„Helsińska stocznia wystąpiła o zgodę na dostawę lodołamacza dla koncernu wydobywczego Norylski Nikiel, pomimo sankcji gospodarczych nałożonych na Rosję. Byłby to największy lodołamacz, jaki powstał w Finlandii. O sprawie zdecyduje fińskie MSZ”, podało w piątek radio Yle.
– Bardzo dobrze rozumiemy, co oznaczają sankcje – powiedział Simo Rastas, dyrektor zarządzający stocznią, ale – jak przyznał – zamówienia na lodołamacze są ważne nie tylko stoczni, ale i całej Finlandii.
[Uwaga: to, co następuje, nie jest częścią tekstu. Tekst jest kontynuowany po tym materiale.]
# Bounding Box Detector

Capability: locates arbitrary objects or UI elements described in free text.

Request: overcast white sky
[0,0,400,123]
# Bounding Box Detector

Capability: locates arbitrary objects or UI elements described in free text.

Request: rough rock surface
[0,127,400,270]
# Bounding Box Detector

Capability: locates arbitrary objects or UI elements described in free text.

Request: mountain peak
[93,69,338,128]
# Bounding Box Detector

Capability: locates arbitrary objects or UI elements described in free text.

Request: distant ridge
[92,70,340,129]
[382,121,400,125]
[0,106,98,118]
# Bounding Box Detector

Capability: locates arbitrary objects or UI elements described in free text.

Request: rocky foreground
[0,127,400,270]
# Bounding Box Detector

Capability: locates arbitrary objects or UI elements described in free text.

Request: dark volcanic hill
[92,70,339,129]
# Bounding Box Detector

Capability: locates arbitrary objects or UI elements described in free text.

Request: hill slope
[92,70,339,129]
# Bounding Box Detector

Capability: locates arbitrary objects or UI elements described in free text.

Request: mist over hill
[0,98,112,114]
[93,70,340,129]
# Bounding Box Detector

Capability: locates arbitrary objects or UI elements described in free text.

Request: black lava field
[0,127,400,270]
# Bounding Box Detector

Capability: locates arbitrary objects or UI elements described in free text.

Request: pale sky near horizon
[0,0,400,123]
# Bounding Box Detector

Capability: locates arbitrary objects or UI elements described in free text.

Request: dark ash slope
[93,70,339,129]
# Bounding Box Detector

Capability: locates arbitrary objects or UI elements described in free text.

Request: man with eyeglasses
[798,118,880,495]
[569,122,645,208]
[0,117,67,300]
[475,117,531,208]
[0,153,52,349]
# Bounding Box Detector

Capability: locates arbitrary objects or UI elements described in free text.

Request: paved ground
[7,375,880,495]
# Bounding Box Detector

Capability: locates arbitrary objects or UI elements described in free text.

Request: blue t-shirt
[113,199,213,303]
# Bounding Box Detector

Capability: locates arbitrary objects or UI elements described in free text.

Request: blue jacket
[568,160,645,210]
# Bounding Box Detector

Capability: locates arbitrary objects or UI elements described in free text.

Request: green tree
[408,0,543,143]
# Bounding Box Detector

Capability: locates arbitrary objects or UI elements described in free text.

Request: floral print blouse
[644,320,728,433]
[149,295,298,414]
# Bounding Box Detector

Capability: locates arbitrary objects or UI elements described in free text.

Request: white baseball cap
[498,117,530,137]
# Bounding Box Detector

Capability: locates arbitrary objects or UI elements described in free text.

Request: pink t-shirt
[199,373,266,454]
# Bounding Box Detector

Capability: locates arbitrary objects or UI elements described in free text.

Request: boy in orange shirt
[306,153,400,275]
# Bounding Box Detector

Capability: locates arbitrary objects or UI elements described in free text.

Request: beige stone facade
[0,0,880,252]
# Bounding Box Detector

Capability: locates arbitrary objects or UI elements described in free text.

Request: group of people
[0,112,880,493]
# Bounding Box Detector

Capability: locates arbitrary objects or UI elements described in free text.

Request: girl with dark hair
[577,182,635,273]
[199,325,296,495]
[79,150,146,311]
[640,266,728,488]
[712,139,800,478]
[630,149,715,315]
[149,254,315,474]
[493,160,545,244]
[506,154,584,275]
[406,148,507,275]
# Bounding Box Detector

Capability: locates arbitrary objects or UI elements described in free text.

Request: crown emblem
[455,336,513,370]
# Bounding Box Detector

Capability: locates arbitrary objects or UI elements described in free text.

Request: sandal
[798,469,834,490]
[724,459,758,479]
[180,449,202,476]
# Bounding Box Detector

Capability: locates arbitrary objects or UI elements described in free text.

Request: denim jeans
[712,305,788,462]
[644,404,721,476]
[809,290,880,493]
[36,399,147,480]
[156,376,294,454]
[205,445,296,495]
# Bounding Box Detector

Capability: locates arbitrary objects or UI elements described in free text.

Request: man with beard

Dodał, że gigantyczny projekt dałby pracę ponad 2 tys. osób.
Obecnie właścicielem stoczni w Helsinkach (Helsinki Shipyard), działającej od połowy XIX w., jest cypryjska spółka, której głównym udziałowcem jest rosyjski biznesmen z belgijskim paszportem będący blisko administracji Władimira Putina.
Wesprzyj nas już teraz!
Stocznia wystąpiła do fińskiego ministerstwa spraw zagranicznych o zgodę na eksport okrętu dla rosyjskiego klienta. Rozpoczęcie budowy jest planowane na przyszły rok.
MSZ ma swobodę w podejmowaniu decyzji i może przyznać pozwolenie (na zasadzie wyjątku od unijnych sankcji), jeśli umowa handlowa została zawarta przed wejściem w życie sankcji, nałożonych pod koniec lutego po rozpoczęciu rosyjskiej agresji na Ukrainę – przypomina stacja Yle.
„Sprawa jest w toku”, potwierdziło MSZ.
Stocznia w Helsinkach została założona w 1865 r. Pierwszy lodołamacz zbudowano na początku XX w. Dotychczas zwodowała ponad 500 okrętów, głównie lodołamaczy i wycieczkowców. Około 60 proc. eksploatowanych na świecie lodołamaczy powstało w fińskiej stolicy. (PAP)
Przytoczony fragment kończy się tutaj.